Mishima allowed Schrader to once again explore his own death drive, the feeling that impelled him to write Taxi Driver in a matter of days. Schrader’s suicidal neuroses were driven by his self-imposed isolation, obsessions, and violence. To complete the screenplay for Scorsese’s film, he placed a loaded gun nearby to compel himself to either finish the script or end his life. This sort of live-or-die-by-art perspective has remained with Schrader throughout his career, although he believed Mishima resolved his own preoccupation with and temptation to end his life. “The more I wrote,” Mishima says in the film, “the more I realized that mere words were not enough. So I found another form of expression.” For Schrader, exploring his temptations and suicidal impulses by making the film served as a form of therapy. “Mishima represented the end of my interest in suicidal glory,” he said later, calling it the “end of what I wanted to say about it.” Mishima demonstrates the finality of living art. And from the rush of how Schrader filmed the connections between art, bliss, and death, he achieved a personal catharsis. Afterward, fewer self-destructive characters appeared in his films. Nevertheless, self-destruction can be found in the themes of Schrader’s later films and screenplays such as Affliction (1997), Bringing Out the Dead (1999), and First Reformed (2018).

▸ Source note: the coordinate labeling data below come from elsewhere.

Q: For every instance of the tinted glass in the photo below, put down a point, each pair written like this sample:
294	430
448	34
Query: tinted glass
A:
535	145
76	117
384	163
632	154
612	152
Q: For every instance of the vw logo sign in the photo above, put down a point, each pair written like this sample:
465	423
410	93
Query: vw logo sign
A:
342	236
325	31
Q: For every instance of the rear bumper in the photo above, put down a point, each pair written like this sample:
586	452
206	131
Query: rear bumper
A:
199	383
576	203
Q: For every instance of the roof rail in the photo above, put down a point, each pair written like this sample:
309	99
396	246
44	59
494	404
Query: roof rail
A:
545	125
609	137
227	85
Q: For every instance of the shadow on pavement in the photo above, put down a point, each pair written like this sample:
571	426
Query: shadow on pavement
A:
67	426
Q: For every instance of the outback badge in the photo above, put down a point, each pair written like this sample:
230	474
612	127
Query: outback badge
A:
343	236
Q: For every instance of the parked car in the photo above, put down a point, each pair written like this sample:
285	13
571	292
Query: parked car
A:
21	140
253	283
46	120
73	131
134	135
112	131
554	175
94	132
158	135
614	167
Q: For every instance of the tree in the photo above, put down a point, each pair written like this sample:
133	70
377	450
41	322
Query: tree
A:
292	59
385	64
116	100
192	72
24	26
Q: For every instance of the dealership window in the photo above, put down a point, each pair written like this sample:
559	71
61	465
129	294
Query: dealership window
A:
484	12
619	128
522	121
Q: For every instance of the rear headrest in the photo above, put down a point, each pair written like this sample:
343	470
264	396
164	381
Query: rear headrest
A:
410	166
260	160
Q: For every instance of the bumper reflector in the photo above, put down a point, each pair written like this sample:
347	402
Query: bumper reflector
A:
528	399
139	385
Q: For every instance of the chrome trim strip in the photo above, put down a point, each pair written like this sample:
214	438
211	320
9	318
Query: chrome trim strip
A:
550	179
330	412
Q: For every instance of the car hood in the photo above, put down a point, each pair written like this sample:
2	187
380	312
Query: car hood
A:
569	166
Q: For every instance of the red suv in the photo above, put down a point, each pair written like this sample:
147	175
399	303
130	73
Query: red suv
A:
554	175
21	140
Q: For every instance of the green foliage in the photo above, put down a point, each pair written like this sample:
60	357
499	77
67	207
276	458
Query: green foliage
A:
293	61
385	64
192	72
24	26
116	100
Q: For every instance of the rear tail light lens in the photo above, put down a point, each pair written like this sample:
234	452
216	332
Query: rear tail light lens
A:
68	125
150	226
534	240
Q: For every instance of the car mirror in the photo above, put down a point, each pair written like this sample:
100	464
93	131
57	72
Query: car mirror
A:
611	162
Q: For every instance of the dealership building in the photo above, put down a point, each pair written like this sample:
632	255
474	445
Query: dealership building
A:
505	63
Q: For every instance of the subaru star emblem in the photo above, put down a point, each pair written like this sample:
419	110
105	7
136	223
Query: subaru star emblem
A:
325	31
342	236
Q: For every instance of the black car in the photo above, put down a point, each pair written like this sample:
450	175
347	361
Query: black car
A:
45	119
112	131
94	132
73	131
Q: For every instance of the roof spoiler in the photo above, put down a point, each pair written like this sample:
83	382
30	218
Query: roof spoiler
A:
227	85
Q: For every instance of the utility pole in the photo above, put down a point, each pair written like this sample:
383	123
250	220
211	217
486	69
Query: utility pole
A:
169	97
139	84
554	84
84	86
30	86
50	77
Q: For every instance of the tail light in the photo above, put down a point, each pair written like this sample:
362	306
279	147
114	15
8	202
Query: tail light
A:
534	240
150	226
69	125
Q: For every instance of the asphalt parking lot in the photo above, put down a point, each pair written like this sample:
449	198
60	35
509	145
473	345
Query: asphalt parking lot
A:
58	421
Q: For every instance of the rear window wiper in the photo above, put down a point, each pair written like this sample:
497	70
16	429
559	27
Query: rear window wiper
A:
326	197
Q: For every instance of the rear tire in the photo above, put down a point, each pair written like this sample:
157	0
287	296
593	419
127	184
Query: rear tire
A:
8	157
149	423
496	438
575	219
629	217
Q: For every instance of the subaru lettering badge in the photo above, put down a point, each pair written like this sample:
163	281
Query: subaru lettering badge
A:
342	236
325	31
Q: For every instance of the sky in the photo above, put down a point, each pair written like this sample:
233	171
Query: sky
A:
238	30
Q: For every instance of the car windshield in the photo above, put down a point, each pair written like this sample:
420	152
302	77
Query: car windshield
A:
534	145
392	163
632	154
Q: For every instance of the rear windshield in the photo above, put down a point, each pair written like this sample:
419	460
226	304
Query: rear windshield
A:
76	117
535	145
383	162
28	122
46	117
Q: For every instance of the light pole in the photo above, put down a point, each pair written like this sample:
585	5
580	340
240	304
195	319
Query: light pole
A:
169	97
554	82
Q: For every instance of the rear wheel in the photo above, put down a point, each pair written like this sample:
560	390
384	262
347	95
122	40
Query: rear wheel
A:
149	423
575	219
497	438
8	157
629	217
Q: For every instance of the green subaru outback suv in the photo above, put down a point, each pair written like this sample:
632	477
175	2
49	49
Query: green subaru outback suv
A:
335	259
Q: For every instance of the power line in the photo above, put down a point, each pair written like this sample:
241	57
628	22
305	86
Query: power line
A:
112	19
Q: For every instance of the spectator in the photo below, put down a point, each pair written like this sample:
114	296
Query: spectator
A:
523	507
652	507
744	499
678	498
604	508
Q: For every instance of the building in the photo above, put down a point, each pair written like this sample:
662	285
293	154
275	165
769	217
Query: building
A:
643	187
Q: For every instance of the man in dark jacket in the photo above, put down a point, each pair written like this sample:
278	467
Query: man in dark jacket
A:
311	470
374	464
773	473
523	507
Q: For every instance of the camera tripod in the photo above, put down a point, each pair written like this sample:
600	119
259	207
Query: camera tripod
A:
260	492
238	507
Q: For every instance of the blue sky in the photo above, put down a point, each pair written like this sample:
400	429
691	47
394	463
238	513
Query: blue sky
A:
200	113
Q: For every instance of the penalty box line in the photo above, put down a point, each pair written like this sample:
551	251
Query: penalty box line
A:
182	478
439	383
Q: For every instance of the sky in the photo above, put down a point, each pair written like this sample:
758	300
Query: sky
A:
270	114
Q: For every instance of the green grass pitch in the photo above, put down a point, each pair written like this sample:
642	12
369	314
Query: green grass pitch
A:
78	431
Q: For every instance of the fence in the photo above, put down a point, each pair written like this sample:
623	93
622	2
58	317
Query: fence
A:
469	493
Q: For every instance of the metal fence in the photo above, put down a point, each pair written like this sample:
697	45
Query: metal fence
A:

Yukio Mishima was an artist who may have savored little about the everyday, relishing his secret life instead through the carefully constructed façade he presented to the world. But his devotion to his performative being transcends how cultures—Japanese, Western, or otherwise— think about and view art, while also reflecting the broken and disastrously isolated person behind the performance. Through a myriad of contexts ranging from the past, present, fantasy, and fiction, Paul Schrader made a rousing and strikingly beautiful film about Mishima. He avoids judging or taking issue with how Mishima chose to use his artistic gifts or his penetrating, intimate observations about existence. Rather than comment about the tragedy of Mishima’s death or the waste of his talent, Schrader attempts to understand Mishima’s artistic project from his uniquely similar subjective perspective. The themes of purification and understanding through violence, sexual denial, and artistic expression in Mishima: A Life in Four Chapters are inherently cinematic, and Schrader realizes them in a biography unlike any before or since. In a bastion of artistry and intellectual seriousness, Schrader engages the problem of Mishima and provides an answer through extravagant, thoughtful filmmaking.


Jackson, Kevin, editor. Schrader on Schrader. Revised Edition. Faber and Faber Limited, 2004. 

Kouvaros, George. Paul Schrader. University of Illinois Press, 2008.

Schrader, Paul. Transcendental Style in Film. Revised Edition. University of California Press, 2018.

—. “Dialogue on Film.” American Film, vol. 14, no. 9, July/Aug. 1989, pp. 16-21.

Tracy, Andrew. “A Problem Like Mishima.” Cinema Scope, no. 36, Fall 2008, pp. 32-35.

Wilson, John Howard. “Sources for a Neglected Masterpiece: Paul Schrader’s Mishima.” Biography: An Interdisciplinary Quarterly, vol. 20, no. 3, 1997, pp. 265-283.